Plus encore, la longue exposition aux antigènes paternels n’est qu’une part de la protection contre le risque de pré-éclampsie ; les hommes eux-mêmes influencent le risque de pré-éclampsie sur les fœtus mâles. Résultat remarquable où l’on voit des gènes paternels modérer le risque de pré-éclampsie.
Ainsi les mâles porteurs du mauvais allèle DEFB126 ont une fertilité retardée de quelques mois, (ce qui est peut-être un léger handicap sur le long terme), mais ils diminuent un risque vital pour les fœtus à venir.

Ces digressions sur le DEFB126 restent hypothétiques mais elles résument bien plusieurs des contributions majeures de la biologie évolutionniste sur la pratique médicale.

Premièrement, la pléiotropie antagoniste, qui est une “négociation” au niveau des gènes, des allèles et des protéines, se répand dans notre génome ; le gène DEFB126 semble être un bon candidat dans un tel processus.
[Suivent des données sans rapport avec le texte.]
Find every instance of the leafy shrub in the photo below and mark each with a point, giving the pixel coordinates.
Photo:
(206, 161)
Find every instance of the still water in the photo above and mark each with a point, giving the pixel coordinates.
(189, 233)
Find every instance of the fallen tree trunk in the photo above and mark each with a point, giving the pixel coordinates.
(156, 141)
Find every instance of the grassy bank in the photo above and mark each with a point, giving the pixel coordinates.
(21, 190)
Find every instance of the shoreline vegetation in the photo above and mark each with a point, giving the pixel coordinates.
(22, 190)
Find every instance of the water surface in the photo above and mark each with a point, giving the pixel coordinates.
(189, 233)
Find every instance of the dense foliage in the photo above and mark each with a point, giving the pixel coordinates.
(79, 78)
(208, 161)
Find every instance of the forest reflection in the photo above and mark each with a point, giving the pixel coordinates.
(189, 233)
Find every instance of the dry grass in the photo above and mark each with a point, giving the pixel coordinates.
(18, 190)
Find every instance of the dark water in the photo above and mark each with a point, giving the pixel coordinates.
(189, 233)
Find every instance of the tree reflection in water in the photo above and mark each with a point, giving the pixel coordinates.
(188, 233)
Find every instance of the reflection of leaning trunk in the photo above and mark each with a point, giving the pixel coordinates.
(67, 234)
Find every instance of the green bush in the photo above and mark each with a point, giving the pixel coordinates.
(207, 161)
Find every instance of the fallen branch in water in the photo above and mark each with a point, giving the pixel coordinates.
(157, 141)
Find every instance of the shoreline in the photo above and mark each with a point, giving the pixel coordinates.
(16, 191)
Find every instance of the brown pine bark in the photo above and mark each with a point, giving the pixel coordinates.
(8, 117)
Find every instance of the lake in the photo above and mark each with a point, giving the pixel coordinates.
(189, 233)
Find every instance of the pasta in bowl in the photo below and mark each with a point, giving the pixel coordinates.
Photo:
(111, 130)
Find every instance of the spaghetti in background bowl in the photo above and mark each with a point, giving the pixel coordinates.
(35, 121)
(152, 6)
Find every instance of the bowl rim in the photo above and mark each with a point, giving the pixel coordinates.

Deuxièmement, l’évolution est myope, telle perte de fonction d’un allèle peut apparaître et se répandre facilement pour obtenir un bénéfice dans un contexte donné, même si cela représente un coût dans un autre contexte.

Troisièmement, l’étrange cas du DEFB126 démontre la grande utilité de l’approche évolutionniste pour tester de nouvelles hypothèses intimement liées aux principes fondateurs de la biologie, mais que l’on pourrait facilement rater sans cette perspective.

Finalement, l’évolution vers une fertilité réduite n’est peut-être pas aussi inattendue que Darwin l’avait conjecturé, tout spécialement dans notre lignée hominienne, qui a clairement choisi un plus faible taux de naissance que nos ancêtres primates, même avant la contraception !
Ce qui importe, évidemment, est le succès reproductif tout au long de la vie, c'est-à-dire la somme des survivants. Pour les couples à fertilité retardée par un mauvais DEFB126, la réduction du risque de pré-éclampsie, ou tout autre bénéfice, est peut-être une maigre consolation, mais toute thérapie contre cette hypofertilité peut se révéler désastreuse, en raison des longues « négociations » de notre passé évolutif.

Bibliographie

Crespi BJ.
The origins and evolution of genetic disease risk in modern humans.
Ann N Y Acad Sci. 2010 Sep;1206:80-109.

Tollner TL, Venners SA, Hollox EJ, Yudin AI, Liu X, Tang G, Xing H, Kays RJ, Lau T, Overstreet JW, Xu X, Bevins CL, Cherr GN.
A common mutation in the defensin DEFB126 causes impaired sperm function and subfertility.
Sci Transl Med 20 July 2011: Vol. 3, Issue 92, p. 92ra65 Sci. Transl. Med.